As soon as he received their news, Gilliam Murray set sail for Africa. He joined the two explorers in the Reed People’s village, where, like doubting Thomas plunging his fingers into Christ’s wounds after he had risen from the dead, he made his way to the razed city of London in the year 2000. He spent many months with the Reed People, although he could not really be sure exactly how many, as he spent extensive periods exploring the pink plain in order to verify the truth of Kaufman and Austin’s claims. Just as they had described in their telegrams, in that sunless world watches stopped ticking, razors became superfluous, and in general, nothing appeared to mark the passage of time. Consequently, he concluded that incredible though it might seem, the moments he spent in there were like a hiatus from his life, a temporary suspension of his inexorable journey towards death. He realized this was not his imagination playing tricks on him when he returned to the village and the puppy he had taken with him ran to join its siblings: they had all come from the same litter but now the others were grown dogs. Gilliam had not needed to take a single shave during his exploration of the plain, but Eternal, the puppy, was a far more spectacular manifestation of the absence of time in the other world. He also deduced that the holes did not lead to other universes as he had first believed, but to different times in a world that was none other than his own. The pink plain was outside the time continuum, outside time, the arena where man’s life took place alongside that of the plants and other animals. And the beings inhabiting that world, Tremanquai’s Reed People, knew how to break out of the time continuum by creating holes in it, openings that enabled man to travel in time, to cross from one era to another. This realization filled Gilliam with excitement and dread. He had made the greatest discovery in the history of mankind: he had discovered what was underneath the world, what was behind reality. He had discovered the fourth dimension.

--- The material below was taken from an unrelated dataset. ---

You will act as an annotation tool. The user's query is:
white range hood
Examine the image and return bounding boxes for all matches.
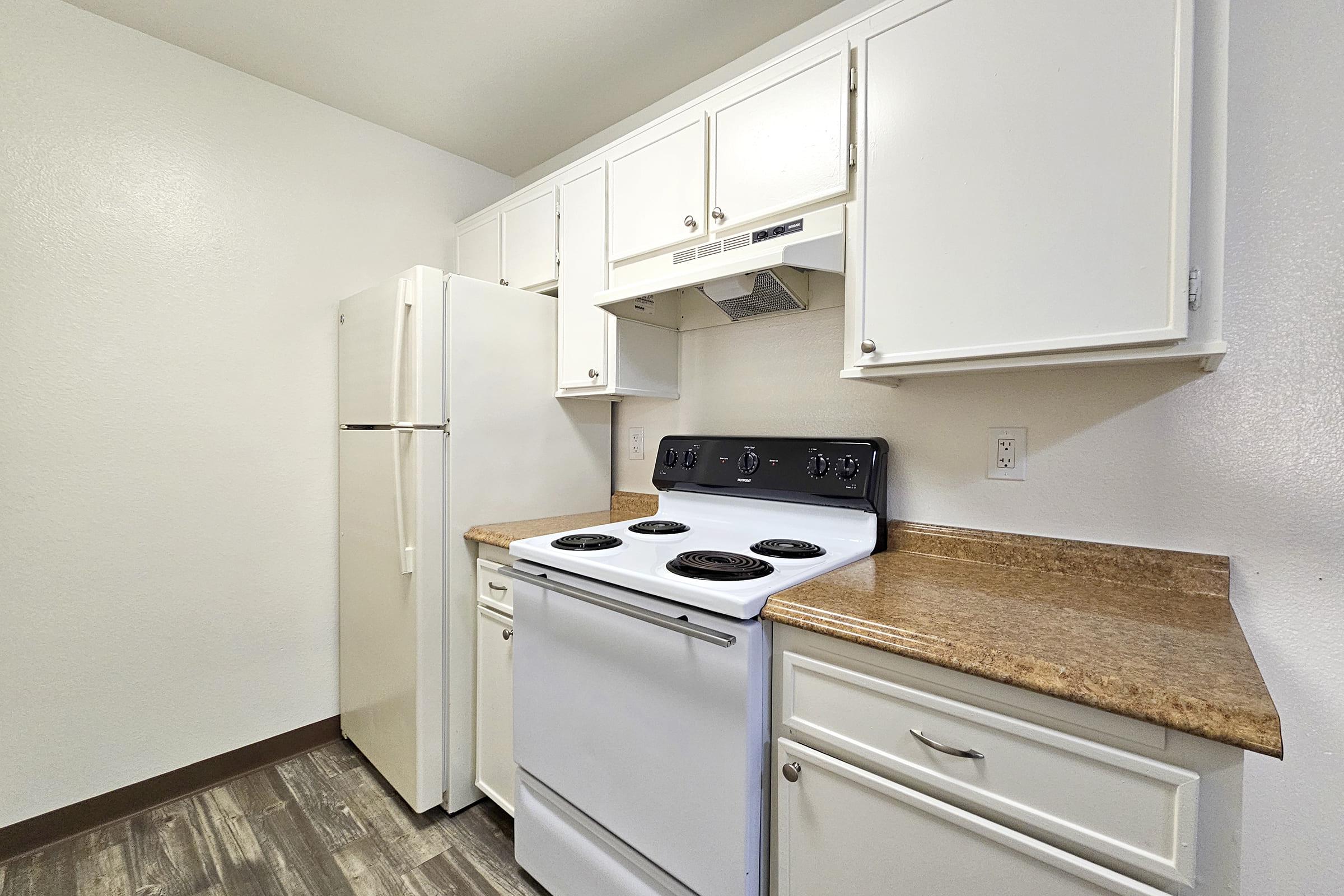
[594,206,844,329]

How strange life was, he thought. He had started out trying to find the source of the Nile and ended up discovering a secret passage that led to the year 2000. But that was how all the greatest discoveries were made. Was the voyage of the Beagle not prompted by spurious financial and strategic interests? The discoveries resulting from it would have been far less interesting had a young naturalist perceptive enough to notice the variations between finches” beaks not been on board. And yet, the story of natural selection would go on to revolutionize the world. His discovery of the fourth dimension had happened in a similarly random way.

But what use was there in discovering something if you could not share it with the rest of the world? Gilliam wanted to take Londoners to the year 2000 so that they could see with their own eyes what the future held for them. The question was, how? He could not possibly take boatloads of city dwellers to a native village in the heart of Africa, where the Reed People were living.